CONFESSIONS OF A GNOSTIC GARDENER

by R.R. McGregor

"Liberty" December, 1994, pp.51-52

The mark of Cain is still being applied to the temples of renegade
horticulturalists

I kept telling my wife that no one would notice the marijuana I was growing
in the back yard. Trees block most of our yard from the neighbors' view,
and the plants were scattered next to shrubs and stumps, looking like any
of the other weeds around the place. I only tended them after dark, and I
was confident that I could harvest from them all summer with no problems.
But she was worried sick about it.
She doesn't mind that I smoke marijuana, though she rarely smokes
it herself. Oh, she does enjoy a bowl of good hashish when I can get it,
and she likes a few puffs of high-quality sensimilla once in a while to
enhance our lovemaking, but she doesn't bother with green home-grown pot.
She's quite satisfied to wind down after work with a glass of wine.

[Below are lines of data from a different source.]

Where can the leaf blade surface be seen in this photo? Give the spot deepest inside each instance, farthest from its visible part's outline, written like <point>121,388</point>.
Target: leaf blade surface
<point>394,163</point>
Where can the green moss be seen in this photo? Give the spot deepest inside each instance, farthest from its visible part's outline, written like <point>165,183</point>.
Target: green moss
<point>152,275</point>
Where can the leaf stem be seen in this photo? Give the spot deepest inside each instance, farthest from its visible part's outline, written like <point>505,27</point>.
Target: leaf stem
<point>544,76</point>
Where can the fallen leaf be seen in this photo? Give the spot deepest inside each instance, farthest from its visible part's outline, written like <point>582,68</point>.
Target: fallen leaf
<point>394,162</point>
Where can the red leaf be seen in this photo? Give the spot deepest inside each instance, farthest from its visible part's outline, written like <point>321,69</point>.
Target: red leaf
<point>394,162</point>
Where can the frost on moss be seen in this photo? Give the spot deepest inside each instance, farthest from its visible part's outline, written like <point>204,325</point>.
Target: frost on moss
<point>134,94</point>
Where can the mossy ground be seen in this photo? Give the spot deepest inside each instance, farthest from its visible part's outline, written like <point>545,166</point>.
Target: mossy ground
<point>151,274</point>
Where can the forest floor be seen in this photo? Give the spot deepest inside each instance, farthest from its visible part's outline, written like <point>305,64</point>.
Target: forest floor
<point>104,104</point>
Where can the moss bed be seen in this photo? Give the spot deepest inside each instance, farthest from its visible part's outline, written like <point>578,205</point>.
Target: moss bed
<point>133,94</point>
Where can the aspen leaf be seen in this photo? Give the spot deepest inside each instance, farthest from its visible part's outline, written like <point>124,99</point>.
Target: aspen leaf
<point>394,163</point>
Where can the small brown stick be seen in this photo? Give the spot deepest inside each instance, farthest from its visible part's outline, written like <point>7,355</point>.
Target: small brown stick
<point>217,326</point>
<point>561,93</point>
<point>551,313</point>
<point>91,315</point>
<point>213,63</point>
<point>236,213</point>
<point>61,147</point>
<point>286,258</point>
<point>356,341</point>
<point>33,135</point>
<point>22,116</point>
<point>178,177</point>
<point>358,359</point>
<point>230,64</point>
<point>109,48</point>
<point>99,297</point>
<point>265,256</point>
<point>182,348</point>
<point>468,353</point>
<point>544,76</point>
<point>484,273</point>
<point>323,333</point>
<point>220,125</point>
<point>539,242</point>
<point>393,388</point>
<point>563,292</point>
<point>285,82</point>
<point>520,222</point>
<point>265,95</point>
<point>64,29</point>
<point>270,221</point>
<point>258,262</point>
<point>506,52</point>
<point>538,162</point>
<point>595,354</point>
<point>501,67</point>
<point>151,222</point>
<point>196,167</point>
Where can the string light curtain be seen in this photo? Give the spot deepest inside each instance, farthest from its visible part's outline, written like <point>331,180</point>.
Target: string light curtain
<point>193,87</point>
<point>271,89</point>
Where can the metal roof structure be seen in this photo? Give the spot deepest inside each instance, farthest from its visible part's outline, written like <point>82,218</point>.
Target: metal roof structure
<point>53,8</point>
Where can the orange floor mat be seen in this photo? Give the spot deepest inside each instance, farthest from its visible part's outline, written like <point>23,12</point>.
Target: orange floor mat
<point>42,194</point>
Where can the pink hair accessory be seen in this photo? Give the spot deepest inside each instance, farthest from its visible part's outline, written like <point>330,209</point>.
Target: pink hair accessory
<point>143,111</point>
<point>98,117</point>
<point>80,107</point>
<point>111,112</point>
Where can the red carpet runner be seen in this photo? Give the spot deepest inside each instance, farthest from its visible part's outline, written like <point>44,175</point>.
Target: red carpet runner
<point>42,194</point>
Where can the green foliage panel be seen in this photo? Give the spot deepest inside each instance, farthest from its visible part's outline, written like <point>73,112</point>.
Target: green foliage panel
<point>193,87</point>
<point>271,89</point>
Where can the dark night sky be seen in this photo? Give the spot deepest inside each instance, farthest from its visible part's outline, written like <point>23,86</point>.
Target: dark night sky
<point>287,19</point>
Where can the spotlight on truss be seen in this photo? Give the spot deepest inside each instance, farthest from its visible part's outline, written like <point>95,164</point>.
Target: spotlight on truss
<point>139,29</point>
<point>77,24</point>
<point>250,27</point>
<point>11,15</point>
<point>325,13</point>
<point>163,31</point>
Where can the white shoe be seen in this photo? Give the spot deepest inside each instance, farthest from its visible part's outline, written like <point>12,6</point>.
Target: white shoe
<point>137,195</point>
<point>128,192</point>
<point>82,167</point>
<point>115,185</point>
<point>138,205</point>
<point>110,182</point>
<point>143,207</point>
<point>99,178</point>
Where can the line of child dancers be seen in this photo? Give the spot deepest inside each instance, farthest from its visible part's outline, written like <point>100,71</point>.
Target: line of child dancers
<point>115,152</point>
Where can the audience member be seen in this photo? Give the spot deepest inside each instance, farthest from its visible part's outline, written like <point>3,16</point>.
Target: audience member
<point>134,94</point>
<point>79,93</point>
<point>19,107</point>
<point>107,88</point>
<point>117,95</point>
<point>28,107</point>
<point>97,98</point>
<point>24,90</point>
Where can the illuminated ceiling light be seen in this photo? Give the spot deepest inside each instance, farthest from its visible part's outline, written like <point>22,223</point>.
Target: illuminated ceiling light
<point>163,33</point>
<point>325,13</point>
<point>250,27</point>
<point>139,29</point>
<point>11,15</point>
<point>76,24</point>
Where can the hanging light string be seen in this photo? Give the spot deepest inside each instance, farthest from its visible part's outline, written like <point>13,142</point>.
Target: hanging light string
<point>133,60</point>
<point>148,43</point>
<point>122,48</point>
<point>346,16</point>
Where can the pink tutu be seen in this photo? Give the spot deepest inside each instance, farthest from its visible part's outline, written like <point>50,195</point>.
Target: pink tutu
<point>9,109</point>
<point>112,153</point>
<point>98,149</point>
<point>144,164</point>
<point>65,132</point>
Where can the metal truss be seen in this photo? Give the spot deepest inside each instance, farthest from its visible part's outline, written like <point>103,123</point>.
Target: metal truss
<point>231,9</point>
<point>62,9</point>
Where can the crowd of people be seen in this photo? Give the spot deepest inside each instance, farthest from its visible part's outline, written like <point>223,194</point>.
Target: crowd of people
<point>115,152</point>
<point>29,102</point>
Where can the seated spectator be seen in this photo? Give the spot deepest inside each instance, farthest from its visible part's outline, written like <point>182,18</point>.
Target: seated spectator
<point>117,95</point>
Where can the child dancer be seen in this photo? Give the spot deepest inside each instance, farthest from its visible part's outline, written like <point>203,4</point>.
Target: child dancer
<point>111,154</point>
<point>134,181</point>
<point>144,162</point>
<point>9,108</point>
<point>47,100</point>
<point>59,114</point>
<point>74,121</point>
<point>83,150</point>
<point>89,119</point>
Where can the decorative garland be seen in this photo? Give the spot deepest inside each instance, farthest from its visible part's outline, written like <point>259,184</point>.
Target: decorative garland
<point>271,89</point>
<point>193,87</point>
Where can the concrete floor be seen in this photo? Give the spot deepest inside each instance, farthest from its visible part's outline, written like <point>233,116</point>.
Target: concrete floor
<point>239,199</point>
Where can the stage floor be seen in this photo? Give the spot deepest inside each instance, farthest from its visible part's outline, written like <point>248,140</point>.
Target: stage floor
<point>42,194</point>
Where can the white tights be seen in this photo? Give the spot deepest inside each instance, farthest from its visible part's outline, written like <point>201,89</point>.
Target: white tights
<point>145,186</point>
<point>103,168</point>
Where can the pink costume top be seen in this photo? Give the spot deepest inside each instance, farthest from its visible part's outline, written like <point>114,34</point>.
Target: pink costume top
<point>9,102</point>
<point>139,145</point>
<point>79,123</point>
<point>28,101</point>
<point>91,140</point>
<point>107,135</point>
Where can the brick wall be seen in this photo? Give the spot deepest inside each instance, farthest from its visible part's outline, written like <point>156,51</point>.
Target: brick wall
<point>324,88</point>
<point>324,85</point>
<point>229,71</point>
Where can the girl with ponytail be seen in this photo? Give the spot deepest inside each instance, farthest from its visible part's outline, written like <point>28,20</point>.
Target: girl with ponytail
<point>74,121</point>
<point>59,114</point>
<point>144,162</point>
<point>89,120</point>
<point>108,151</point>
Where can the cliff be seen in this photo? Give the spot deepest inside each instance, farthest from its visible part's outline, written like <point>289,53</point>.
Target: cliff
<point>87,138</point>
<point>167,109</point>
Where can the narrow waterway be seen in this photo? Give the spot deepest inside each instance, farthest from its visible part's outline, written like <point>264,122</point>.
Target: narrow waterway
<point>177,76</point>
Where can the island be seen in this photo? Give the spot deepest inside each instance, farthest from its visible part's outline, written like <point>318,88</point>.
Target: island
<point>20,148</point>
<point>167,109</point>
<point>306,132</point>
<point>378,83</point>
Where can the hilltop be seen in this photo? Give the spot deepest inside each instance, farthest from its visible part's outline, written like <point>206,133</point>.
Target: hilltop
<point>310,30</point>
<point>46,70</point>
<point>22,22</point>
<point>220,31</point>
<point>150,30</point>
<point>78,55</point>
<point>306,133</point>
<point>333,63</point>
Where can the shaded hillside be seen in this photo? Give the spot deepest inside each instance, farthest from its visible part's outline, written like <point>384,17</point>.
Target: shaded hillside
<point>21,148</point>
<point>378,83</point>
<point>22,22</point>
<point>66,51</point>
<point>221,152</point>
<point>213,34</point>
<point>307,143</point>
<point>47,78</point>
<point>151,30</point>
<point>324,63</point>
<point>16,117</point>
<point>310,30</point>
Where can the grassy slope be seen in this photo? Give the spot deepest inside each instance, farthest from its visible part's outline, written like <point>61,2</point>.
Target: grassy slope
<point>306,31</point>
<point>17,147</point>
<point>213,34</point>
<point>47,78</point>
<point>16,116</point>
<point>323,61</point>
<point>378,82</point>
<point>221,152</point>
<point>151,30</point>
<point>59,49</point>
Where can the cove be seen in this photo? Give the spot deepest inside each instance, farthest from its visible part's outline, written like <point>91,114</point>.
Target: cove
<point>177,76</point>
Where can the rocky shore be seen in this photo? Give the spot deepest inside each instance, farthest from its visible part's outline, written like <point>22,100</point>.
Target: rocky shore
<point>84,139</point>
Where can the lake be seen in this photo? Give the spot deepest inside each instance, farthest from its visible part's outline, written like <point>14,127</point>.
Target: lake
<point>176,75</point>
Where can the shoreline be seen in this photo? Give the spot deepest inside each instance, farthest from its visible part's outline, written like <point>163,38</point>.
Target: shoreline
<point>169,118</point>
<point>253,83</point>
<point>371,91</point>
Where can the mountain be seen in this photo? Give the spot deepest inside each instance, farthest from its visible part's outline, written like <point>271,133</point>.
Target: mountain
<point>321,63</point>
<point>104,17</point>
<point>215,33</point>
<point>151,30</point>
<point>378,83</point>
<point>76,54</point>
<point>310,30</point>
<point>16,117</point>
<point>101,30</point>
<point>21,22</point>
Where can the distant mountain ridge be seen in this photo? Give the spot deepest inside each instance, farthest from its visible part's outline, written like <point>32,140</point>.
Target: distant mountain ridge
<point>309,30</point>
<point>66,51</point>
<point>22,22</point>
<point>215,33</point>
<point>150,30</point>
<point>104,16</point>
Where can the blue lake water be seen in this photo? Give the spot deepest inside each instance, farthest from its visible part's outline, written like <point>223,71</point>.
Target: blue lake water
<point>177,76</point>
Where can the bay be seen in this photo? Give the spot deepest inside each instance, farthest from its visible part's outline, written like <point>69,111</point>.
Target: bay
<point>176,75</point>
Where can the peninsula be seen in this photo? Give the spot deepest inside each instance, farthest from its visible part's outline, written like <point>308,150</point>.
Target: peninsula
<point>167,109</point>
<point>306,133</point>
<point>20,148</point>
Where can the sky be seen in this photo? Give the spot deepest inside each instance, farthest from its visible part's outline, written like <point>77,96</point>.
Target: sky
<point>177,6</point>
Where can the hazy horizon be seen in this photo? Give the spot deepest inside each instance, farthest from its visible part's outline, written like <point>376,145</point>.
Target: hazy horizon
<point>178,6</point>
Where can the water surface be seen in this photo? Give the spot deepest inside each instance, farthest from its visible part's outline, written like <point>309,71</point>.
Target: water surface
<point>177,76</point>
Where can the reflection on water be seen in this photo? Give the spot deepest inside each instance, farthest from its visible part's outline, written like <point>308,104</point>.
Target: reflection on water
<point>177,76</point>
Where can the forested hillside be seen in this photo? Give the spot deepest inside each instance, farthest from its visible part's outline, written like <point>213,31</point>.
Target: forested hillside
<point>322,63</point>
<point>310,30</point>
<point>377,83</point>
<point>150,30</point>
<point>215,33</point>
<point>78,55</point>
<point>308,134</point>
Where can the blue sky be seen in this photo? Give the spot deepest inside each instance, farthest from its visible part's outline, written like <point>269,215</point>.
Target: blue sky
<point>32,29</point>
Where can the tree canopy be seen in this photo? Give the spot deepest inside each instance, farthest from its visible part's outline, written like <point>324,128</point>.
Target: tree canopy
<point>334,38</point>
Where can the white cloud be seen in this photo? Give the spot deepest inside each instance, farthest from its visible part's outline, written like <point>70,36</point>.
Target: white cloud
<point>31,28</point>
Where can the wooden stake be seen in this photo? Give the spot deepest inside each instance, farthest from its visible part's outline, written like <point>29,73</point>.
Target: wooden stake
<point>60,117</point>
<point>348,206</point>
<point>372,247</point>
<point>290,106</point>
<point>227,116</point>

No, it's not the smoking she worries about. It's the Gestapo --
the Drug Police -- and the nosy neighbor behind us who'd be happy to see us
dragged from our house in chains and burned at the stake.
We're heretics, she says.

So I cut down the green and bushy plants, just when they were
getting to the point where I'd be able to pinch off a nightly pipeful of
mild leaf. I had wanted to keep them, to nurture them until autumn when
their budding flowers would sparkle with cannabinol-rich dots of resin.
If it were just me, I would have kept the plants. For years, I'd
rehearsed dramatic courtroom speeches in my mind, imagining I could handle
my own case as a pro se defendant were I ever arrested for drugs. I'd
plead the Ninth Amendment, convincing the jury with impeccable rhetoric
that Congress has no constitutional power to prohibit the voluntary
ingestion of any substance. I't talk about how George Washington promoted
hemp as a cash crop, how he grew cannabis at Mount Vernon -- and not just
for rope and canvas, but for medicinal use as well. I'd testify that
marijuana is the best (if not only) therapy for glaucoma, that it eases the
pain and nausea of cancer chemotherapy. I'd point out that it has been
used as a fiber crop for thousands of years, and that an acre of marijuana
can provide as much fiber for paper as an acre of 50-year-old trees. I'd
wind up by telling the jury about their right -- based on the Magna Carta
-- to nullify unjust laws, and that it was their duty to acquit me in spite
of anything Congress might say.

I'd even romanticized about doing time. Some of the greatest
people in history had been to prison -- Votaire, Paine, Thoreau. I'd get
in shape, I'd study, I'd write essays that would shake the foundations of
orthodoxy. Or so I would imagine.

But it's not just me. My dear wife, my love, could be thrown into
the street, if not into prison, and all the precious things she has
collected through the years auctioned off to buy more bullhorns, bullets,
and battering rams for the local moral guardians.
It's ironic that cultivating my own hemp for my own use is a
federal felony bearing draconian penalties, while possession of an ounce or
less of black market pot (in our state) is a misdemeanor. The law
actually encourages me to support the black market and all that entails.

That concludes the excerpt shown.